In an interview with the BBC, England defends herself and fellow soldiers who posed Iraqi prisoners in degrading positions for photographs in 2004.

"Compared to what they do to us, that's like nothing," England says in the BBC video, referring to instances where Americans were decapitated, burned, dragged through the streets or hung from a bridge by insurgents. She likens the physical degradation that appears in the Abu Ghraib photos to the kinds of hazing that go on in American colleges and boot camps.

(AP/Washington Post)
"Similar humiliation tactics and physical exertion, you know, everybody goes through that stuff in boot camp in the military," she says.

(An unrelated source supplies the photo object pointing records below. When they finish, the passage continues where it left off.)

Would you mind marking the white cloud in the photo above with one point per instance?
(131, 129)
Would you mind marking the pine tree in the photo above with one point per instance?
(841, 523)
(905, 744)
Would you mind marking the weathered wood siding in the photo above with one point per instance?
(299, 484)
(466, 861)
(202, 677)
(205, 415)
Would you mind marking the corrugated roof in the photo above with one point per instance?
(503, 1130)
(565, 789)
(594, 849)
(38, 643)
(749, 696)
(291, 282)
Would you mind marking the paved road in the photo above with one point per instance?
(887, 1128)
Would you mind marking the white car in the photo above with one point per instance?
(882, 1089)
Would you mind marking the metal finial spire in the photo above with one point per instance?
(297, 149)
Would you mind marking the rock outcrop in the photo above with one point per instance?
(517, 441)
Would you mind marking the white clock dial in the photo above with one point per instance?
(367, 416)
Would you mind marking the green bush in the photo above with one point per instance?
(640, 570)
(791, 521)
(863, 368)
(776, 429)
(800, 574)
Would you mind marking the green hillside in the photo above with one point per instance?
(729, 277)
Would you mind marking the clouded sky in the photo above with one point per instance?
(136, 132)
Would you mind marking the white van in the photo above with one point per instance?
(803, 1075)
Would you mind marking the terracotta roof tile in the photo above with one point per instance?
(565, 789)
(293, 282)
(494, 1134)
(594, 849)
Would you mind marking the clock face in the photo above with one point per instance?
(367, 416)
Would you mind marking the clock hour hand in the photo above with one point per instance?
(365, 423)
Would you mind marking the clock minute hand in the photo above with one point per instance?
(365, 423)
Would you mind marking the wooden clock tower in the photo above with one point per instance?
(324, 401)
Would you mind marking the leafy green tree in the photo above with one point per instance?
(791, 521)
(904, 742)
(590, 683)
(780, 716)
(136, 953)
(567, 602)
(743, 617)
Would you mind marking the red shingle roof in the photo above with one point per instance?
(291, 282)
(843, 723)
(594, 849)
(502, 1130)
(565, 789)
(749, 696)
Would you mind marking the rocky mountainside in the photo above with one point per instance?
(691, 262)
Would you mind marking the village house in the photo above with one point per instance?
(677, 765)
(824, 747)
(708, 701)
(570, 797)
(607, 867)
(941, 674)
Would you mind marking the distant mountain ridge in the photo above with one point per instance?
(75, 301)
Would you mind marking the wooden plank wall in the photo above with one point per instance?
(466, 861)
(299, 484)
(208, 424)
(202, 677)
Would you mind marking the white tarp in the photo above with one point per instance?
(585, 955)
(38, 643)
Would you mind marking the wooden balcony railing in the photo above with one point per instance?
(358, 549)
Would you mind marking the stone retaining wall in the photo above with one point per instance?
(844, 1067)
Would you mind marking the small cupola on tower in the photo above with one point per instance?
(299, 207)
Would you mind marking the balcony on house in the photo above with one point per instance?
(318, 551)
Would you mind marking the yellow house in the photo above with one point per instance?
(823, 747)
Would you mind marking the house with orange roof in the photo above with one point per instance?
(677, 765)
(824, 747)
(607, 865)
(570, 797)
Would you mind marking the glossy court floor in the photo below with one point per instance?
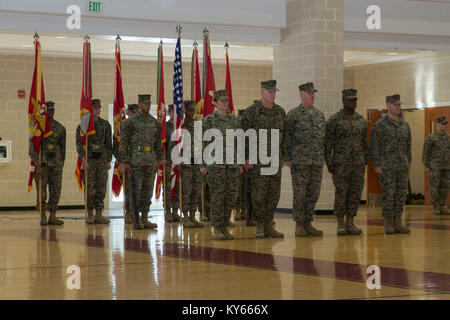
(117, 262)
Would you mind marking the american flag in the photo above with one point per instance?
(177, 104)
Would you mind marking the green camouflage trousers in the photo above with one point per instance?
(170, 202)
(143, 181)
(265, 194)
(191, 187)
(348, 182)
(439, 185)
(224, 184)
(394, 188)
(306, 182)
(97, 183)
(51, 177)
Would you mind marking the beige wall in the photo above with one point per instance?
(416, 121)
(420, 83)
(62, 81)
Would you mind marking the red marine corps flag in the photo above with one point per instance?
(228, 82)
(119, 117)
(196, 90)
(161, 114)
(86, 121)
(39, 125)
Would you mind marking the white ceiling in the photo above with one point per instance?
(141, 48)
(133, 48)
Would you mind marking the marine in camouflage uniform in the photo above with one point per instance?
(265, 188)
(53, 155)
(346, 154)
(172, 204)
(132, 109)
(140, 151)
(191, 179)
(223, 179)
(305, 133)
(99, 162)
(390, 153)
(242, 206)
(436, 158)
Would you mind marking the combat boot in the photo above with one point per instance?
(147, 224)
(443, 209)
(350, 226)
(187, 222)
(300, 229)
(436, 210)
(341, 226)
(43, 220)
(218, 234)
(269, 230)
(311, 230)
(128, 218)
(398, 227)
(137, 224)
(260, 230)
(388, 225)
(99, 219)
(228, 236)
(52, 220)
(168, 215)
(175, 216)
(90, 218)
(197, 224)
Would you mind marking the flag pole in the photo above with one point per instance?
(164, 147)
(86, 39)
(179, 29)
(36, 40)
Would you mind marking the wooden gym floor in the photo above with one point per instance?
(117, 262)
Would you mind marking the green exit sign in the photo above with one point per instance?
(94, 6)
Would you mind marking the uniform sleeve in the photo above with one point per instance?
(157, 146)
(32, 152)
(167, 144)
(115, 149)
(329, 143)
(374, 148)
(290, 130)
(247, 123)
(364, 142)
(206, 125)
(124, 155)
(283, 151)
(108, 142)
(426, 152)
(79, 144)
(62, 145)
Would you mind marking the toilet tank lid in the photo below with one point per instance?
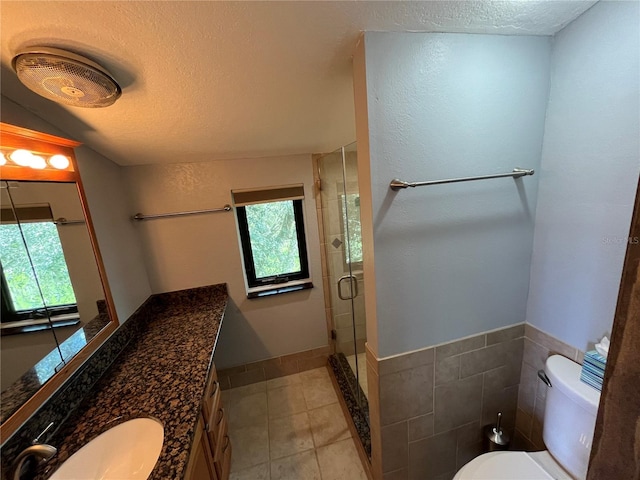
(564, 375)
(502, 466)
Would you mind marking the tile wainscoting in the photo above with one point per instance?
(428, 407)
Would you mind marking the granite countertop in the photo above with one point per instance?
(162, 374)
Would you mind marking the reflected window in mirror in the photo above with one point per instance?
(35, 281)
(56, 303)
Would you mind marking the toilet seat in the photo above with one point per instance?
(511, 466)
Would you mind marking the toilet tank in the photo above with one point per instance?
(570, 416)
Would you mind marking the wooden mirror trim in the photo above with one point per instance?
(16, 137)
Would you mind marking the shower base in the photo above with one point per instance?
(359, 411)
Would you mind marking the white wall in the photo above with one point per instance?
(185, 252)
(589, 175)
(450, 260)
(109, 206)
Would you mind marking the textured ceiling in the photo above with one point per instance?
(209, 80)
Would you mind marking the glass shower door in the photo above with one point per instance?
(343, 248)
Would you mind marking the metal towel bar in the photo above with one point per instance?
(141, 216)
(397, 184)
(64, 221)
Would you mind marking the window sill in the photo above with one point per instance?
(27, 326)
(289, 287)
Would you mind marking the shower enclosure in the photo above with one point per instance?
(337, 178)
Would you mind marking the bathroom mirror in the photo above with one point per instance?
(56, 302)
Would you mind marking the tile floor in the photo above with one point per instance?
(290, 428)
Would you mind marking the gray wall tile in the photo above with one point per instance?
(432, 456)
(420, 427)
(505, 334)
(504, 401)
(447, 369)
(460, 346)
(395, 447)
(457, 403)
(407, 361)
(490, 357)
(406, 394)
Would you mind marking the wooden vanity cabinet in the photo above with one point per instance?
(214, 442)
(200, 466)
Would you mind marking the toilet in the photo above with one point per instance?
(569, 421)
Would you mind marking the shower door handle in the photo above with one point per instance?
(353, 281)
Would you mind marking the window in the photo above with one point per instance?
(350, 203)
(272, 237)
(34, 276)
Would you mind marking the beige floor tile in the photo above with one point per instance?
(239, 392)
(250, 446)
(340, 461)
(328, 425)
(284, 381)
(310, 376)
(258, 472)
(318, 391)
(289, 435)
(286, 401)
(302, 466)
(247, 410)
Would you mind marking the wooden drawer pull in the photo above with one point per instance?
(220, 415)
(215, 388)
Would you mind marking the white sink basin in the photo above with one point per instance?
(129, 450)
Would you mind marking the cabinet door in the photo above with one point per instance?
(223, 466)
(211, 395)
(200, 466)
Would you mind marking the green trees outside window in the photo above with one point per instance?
(49, 264)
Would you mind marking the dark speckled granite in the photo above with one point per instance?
(162, 373)
(24, 388)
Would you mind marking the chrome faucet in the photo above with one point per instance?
(30, 459)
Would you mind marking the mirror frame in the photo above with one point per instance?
(13, 137)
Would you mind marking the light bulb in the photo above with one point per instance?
(37, 162)
(59, 161)
(21, 157)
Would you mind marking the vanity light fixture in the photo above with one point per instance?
(25, 158)
(21, 157)
(38, 162)
(59, 161)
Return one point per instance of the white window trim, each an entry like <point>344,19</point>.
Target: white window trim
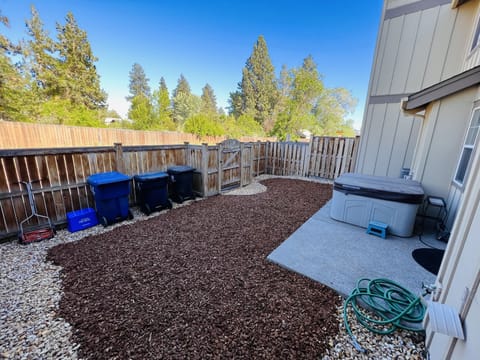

England, whose biography was published in May, has popped up in the media several times in recent months. In June, she admitted to the Associated Press that she made some bad decisions, but says she was only following orders.

"We were just pawns," she told AP. "People were just playing us."

In April, the government released Bush administration documents sanctioning "enhanced interrogation techniques," causing some to sympathize with England's claim. But Christopher Graveline, who prosecuted England, says the Iraqis in the Abu Ghraib photos were common criminals, not terrorists.

"The idea that she and her colleagues were working somehow for military intelligence is not supported by fact," he says.

Today, England spends most of her days in seclusion, rarely leaving her West Virginia house except for short trips to the grocery store. She suffers from Post Traumatic Stress Disorder, depression and anxiety and worries most about being a good mother to her 4-year-old son Carter, whose father, Charles Graner, took the Abu Ghraib photos.